Hot Salmon Dip With Smoked Cheese And Spinach
- Prep Time:
- 15 min
- Cooking Time:
- 25 min
- Serves:
- 4 cups
Ingredients
2 Tbsp. Extra virgin olive oil, divided,Â
6 oz. fresh baby spinach
6 green onions, primarily white part thinly sliced
2 garlic cloves, grated or minced
8 oz. cream cheese, softened
1/2 cup sour cream
1/3 cup GF mayonnaise
1 Tbsp. Fresh lemon juice
1 tsp. Grated lemon zest
1/4 tsp. GF ground nutmeg
1/4 tsp.
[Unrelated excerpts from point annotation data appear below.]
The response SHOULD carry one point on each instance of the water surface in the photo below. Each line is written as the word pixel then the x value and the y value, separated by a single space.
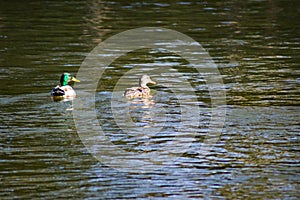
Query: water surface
pixel 255 45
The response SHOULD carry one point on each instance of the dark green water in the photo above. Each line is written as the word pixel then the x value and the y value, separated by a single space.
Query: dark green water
pixel 255 45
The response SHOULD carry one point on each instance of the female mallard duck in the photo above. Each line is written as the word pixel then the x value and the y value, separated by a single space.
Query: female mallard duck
pixel 64 90
pixel 143 91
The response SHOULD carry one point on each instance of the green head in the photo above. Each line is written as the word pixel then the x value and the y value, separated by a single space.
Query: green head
pixel 66 78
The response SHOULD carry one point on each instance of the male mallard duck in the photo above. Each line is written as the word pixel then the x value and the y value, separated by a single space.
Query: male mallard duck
pixel 143 91
pixel 64 90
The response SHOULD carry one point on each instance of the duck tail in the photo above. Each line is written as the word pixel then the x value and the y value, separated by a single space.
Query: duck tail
pixel 57 92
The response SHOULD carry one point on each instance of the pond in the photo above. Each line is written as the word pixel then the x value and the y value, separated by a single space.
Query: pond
pixel 151 148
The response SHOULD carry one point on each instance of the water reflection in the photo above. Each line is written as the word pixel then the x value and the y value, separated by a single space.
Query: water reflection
pixel 254 43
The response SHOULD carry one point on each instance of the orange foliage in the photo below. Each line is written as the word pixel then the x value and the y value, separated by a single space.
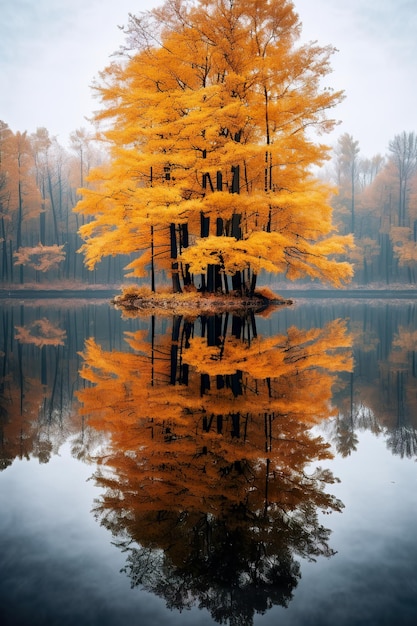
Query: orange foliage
pixel 210 155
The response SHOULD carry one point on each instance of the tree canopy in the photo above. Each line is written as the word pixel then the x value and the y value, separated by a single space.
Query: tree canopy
pixel 209 116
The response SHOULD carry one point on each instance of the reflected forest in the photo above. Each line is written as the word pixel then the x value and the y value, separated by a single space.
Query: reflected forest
pixel 207 435
pixel 143 339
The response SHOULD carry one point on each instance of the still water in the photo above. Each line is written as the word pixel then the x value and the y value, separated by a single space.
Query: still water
pixel 164 471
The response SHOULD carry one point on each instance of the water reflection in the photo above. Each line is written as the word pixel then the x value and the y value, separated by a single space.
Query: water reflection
pixel 207 473
pixel 205 436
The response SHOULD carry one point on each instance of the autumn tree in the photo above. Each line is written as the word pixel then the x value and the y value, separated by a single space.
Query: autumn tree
pixel 208 118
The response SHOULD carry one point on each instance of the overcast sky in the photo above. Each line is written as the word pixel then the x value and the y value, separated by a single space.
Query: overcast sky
pixel 51 50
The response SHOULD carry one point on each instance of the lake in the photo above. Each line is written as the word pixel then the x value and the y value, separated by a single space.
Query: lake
pixel 222 470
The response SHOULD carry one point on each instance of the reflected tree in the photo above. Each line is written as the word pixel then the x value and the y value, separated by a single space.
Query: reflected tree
pixel 209 478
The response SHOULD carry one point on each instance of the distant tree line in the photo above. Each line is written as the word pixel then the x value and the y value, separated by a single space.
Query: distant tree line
pixel 376 200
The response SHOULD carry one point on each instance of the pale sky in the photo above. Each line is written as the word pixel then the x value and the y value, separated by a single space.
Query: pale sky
pixel 51 50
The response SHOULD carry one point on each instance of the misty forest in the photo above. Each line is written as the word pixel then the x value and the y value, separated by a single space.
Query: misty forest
pixel 210 442
pixel 206 169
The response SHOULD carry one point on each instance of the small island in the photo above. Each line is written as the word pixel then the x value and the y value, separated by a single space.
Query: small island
pixel 141 300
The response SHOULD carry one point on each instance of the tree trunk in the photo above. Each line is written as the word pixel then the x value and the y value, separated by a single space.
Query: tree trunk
pixel 176 285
GF ground black pepper or to taste
8 oz. smoked gouda cheese, cut into small cubes (I used Smoky Park smoked gouda) you can use any GF good melting smoked cheese
3/4 cup grated Parmesan cheese
2 cups or more roughly chopped leftover cooked salmon or drained canned salmon
Note; I did not add salt because the cheese is already salted and would make the dip too salty
Instructions
- Preheat oven to 400 F
- Heat 1 tablespoon of olive oil in a large skillet over medium-high heat. Add spinach and cook until it starts to wilt. About 1 minute, turning frequently. Place spinach in a colander to drain.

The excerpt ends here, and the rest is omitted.